Housing Finance Reform Resource Center



Overview

Overall housing finance reform in the U.S., including the future of the GSEs, will be addressed separately from the Dodd-Frank Act.

The term securitization refers to the process of converting assets with predictable cashflows into securities that can be bought and sold in financial markets. In other words, securitization allows financial institutions to bundle and convert illiquid cashflow-producing assets held on their balance sheets, such as individual mortgage loans or credit card receivables, into liquid securities.  

For decades, one of the largest sources of consumer financing has been the securitization market. Securitization has helped consumers obtain credit to finance houses, cars and college educations; and it has helped companies to grow – and in turn create jobs for the U.S. economy – by providing additional sources of funding for lenders who extend the credit needed by consumers and businesses. Securitization facilitates the flow of capital from investors located around the world into U.S. credit markets, making credit more widely available to consumers and lowering the cost of that credit. 

The bonds created by securitizing mortgage loans are widely known as mortgage-backed securities (MBS). Bonds collateralized by other types of assets, such as student loans, small business loans, or credit cards, are generally referred to as asset-backed securities (ABS). 

MBS may be further divided into two general categories: 1) MBS issued by one of the Government-Sponsored Enterprises (GSEs), known as "Agency MBS"; and 2) MBS that is issued by private financial institutions, known as "Private-Label" MBS.  The GSEs and Ginnie Mae are charged with enhancing the flow and reducing the cost of credit for housing in the U.S.  

Institutional investors who purchase ABS and MBS generally receive interest and principal payments on their investment as the debtors in the underlying pool of assets pay off their debt – for example, as a homeowner pays off his or her mortgage loan. 
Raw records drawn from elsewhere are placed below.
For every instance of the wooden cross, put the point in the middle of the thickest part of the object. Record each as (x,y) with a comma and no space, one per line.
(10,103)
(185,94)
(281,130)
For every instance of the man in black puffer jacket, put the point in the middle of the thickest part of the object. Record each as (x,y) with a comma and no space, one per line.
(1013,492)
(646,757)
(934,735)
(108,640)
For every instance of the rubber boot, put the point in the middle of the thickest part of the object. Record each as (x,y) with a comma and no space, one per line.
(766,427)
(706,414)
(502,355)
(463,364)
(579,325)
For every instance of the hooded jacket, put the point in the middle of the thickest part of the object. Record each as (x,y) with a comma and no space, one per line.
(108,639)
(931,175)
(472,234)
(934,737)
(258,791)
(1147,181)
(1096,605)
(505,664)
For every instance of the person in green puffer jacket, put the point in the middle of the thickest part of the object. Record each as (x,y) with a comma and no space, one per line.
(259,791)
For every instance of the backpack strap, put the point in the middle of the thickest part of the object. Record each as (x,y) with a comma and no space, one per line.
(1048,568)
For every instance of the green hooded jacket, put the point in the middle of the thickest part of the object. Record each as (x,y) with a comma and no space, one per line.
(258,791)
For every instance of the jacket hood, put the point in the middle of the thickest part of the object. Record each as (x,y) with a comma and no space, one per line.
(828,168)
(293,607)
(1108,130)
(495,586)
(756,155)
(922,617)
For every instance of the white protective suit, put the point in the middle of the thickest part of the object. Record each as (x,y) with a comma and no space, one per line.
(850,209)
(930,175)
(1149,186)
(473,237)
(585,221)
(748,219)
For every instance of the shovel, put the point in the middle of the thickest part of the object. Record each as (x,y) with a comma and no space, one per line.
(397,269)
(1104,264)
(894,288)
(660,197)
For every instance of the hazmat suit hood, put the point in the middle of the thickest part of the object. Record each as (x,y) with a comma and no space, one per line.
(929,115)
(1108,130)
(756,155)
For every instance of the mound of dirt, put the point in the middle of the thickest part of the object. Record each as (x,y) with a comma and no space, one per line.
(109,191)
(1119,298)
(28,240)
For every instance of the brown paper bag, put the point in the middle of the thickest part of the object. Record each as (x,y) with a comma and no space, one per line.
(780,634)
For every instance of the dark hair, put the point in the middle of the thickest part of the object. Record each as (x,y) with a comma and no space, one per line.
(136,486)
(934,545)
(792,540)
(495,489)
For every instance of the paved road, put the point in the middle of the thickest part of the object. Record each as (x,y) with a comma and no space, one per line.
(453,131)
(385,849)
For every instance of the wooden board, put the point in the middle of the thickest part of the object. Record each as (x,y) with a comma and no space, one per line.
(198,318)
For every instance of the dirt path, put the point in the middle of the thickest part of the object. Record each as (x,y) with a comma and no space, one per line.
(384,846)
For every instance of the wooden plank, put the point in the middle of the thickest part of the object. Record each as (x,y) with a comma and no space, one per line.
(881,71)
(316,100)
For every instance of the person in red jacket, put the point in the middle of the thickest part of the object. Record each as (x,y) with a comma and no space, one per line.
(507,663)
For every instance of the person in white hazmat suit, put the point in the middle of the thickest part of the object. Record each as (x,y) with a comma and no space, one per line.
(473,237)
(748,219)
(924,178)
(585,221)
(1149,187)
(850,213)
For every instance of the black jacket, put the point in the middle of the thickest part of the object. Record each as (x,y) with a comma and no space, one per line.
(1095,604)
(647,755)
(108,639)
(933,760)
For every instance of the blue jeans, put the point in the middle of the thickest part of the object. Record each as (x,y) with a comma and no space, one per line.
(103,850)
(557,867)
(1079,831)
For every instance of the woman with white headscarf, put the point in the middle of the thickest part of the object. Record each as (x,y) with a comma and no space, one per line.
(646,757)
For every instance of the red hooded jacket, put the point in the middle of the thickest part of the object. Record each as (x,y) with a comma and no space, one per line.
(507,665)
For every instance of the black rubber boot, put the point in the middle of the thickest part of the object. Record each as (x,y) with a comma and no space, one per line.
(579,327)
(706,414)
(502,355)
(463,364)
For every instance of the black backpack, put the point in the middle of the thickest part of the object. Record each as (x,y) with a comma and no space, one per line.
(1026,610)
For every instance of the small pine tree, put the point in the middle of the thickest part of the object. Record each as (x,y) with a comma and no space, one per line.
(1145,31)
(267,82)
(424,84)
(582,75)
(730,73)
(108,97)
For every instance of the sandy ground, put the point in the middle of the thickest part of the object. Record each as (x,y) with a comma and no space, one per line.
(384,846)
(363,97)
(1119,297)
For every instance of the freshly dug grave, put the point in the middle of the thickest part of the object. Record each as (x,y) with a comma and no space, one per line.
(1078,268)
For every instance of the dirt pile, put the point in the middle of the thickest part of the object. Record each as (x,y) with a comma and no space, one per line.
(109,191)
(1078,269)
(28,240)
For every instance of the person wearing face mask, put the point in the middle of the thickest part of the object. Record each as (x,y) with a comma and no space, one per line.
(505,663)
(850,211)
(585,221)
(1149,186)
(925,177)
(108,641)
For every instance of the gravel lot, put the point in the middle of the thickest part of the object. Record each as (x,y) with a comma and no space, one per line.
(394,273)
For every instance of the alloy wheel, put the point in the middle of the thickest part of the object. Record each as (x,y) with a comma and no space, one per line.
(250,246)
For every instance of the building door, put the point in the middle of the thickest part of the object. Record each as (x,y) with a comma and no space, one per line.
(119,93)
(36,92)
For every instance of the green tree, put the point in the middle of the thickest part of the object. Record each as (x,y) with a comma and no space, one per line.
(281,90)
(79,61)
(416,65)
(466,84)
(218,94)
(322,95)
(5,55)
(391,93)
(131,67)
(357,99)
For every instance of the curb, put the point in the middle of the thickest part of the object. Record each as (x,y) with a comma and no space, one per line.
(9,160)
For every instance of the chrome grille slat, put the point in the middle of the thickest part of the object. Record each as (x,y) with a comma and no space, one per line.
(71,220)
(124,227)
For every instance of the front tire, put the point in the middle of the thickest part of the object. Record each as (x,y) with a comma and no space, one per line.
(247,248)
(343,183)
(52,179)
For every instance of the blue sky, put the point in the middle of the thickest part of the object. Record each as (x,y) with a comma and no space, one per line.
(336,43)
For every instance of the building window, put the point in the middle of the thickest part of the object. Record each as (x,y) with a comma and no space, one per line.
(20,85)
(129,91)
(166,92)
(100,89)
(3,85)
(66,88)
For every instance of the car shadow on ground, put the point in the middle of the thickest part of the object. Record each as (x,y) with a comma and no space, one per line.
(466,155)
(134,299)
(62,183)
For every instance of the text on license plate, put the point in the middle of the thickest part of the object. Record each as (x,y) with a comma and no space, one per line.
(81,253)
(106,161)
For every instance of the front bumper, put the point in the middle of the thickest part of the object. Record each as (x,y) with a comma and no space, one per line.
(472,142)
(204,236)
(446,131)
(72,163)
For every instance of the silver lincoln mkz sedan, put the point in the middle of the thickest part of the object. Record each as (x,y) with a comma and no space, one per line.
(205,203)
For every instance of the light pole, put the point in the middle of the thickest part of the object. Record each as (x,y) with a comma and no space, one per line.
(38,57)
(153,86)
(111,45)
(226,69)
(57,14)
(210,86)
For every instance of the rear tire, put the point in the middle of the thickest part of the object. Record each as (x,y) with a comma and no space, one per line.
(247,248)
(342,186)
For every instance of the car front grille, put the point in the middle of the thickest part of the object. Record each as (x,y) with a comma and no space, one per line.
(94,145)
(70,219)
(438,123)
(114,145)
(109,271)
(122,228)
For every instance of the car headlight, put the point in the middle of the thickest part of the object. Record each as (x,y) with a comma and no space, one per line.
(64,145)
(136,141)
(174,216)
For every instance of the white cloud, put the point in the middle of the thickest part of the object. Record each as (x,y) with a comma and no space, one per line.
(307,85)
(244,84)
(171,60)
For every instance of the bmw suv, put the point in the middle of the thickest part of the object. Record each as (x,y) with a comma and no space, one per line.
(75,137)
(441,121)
As housing prices peaked and then began to decline throughout 2008, many borrowers began to default on their mortgage loans.  Since many of these mortgage loans were the underlying collateral for many securitizations, the markets for private-label securitized products saw a decrease in liquidity and, in some cases, significant declines in price. Agency MBS markets also experienced some shorter-lived disruptions but generally remained liquid. As a result, the amount of financing available to consumers and businesses that were dependent on the private-label markets became restricted and its costs increased – a condition known as a credit crunch.  

Government initiatives, such as the Term Asset-Backed Securities Loan Facility (TALF), were implemented to stimulate the securitization market and help ensure the continued availability of credit to consumers and small businesses. TALF appears to have played a positive role in the return of liquidity to the various consumer ABS markets it was designed to serve; however, more work remains to be done before the markets for non-Agency MBS return to healthy levels of activity and fulfill their purpose in promoting the availability of credit. 

On February 11, 2011, the Obama Administration released a report to Congress that provides a useful analysis of what led to our current situation and identified many important areas related to housing finance that should be addressed by Congress. Amongst the topics discussed in the report were the eventual wind down of Fannie Mae and Freddie Mac and minimizing the role of the government in broader housing finance.  The report also provided comfort that GSE obligations will be honored.